Même sans titre, la saison de Cyprien Sarrazin est exceptionnelle. A 29 ans, le Français a vécu une éclosion tardive et fulgurante, après s’être reconverti dans les épreuves de vitesse lors de la saison 2022-2023. Vainqueur à Bormio à la fin de décembre, deux fois deuxième à Wengen, le Français a émergé en l’espace de quelques semaines. Ses deux victoires sur la Streif de Kitzbühel, en janvier, parachevaient de le propulser sportivement et médiatiquement dans le gotha de son sport : ils ne sont que huit (dont Luc Alphand, en 1997) à avoir réussi une telle passe de deux sur « La Mecque du ski ».
Cependant, une blessure au mollet gauche le 16 février, lors d’un entraînement, a ralenti la trajectoire de la comète tricolore. Tenu trois semaines hors des pistes, sa fin de saison semblait compromise, laissant le champ libre au prodige suisse Marco Odermatt. C’est mal connaître le gaillard de 29 ans, qui, remis sur pied, a retrouvé les skis et le sens de la glisse en un temps record. De retour sur le super-G vendredi, le skieur du Dévoluy s’était pleinement rassuré (il a terminé 4e) et abordait avec confiance le combat annoncé pour le globe de descente, comme dernier défi en clôture de son exceptionnelle saison.
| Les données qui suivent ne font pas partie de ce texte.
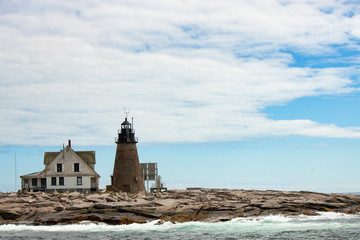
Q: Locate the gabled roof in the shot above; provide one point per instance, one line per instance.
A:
(87, 156)
(35, 174)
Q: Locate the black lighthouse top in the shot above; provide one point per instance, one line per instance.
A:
(126, 134)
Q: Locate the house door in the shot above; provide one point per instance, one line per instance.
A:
(126, 188)
(43, 184)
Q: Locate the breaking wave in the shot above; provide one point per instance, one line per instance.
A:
(246, 228)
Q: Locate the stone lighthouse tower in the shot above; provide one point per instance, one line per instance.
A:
(127, 173)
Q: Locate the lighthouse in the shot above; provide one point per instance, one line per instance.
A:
(127, 173)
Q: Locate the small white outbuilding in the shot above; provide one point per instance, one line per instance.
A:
(67, 170)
« Marco m’a dit : “Bravo, welcome back, le match peut reprendre”, exposait le Haut-Alpin vendredi à L’Equipe. Les deux hommes s’entendent à merveille, eux qui avaient partagé une soirée d’anthologie à Kitzbühel. « On a profité. On doit faire ça là-bas, et je crois qu’on a poussé le curseur un peu plus haut. Ils nous ont dit qu’il n’avait jamais vu ça, relatait le Tricolore, bon vivant, auprès d’Eurosport. Ça a pas mal fait parler dans les médias, du bon côté, qu’on pouvait être et rester amis en dehors de la piste. On profite, on célèbre nos victoires, on vit. » Leur saine concurrence pourrait rythmer les prochaines saisons de ski alpin – à condition que Cyprien Sarrazin digère son nouveau statut.
« Cyprien a vécu des choses incroyables en très peu de temps, confirme David Chastan, le directeur du ski alpin à la Fédération française de ski, auprès de L’Equipe. Il y a les performances, les sollicitations diverses, les journées à rallonge. Tout ça doit s’apprivoiser et il abordera la saison prochaine avec plus d’expérience, là où un Odermatt gère ça depuis des années. » Et peut-être alors prendra-t-il cette fameuse revanche aujourd’hui avortée.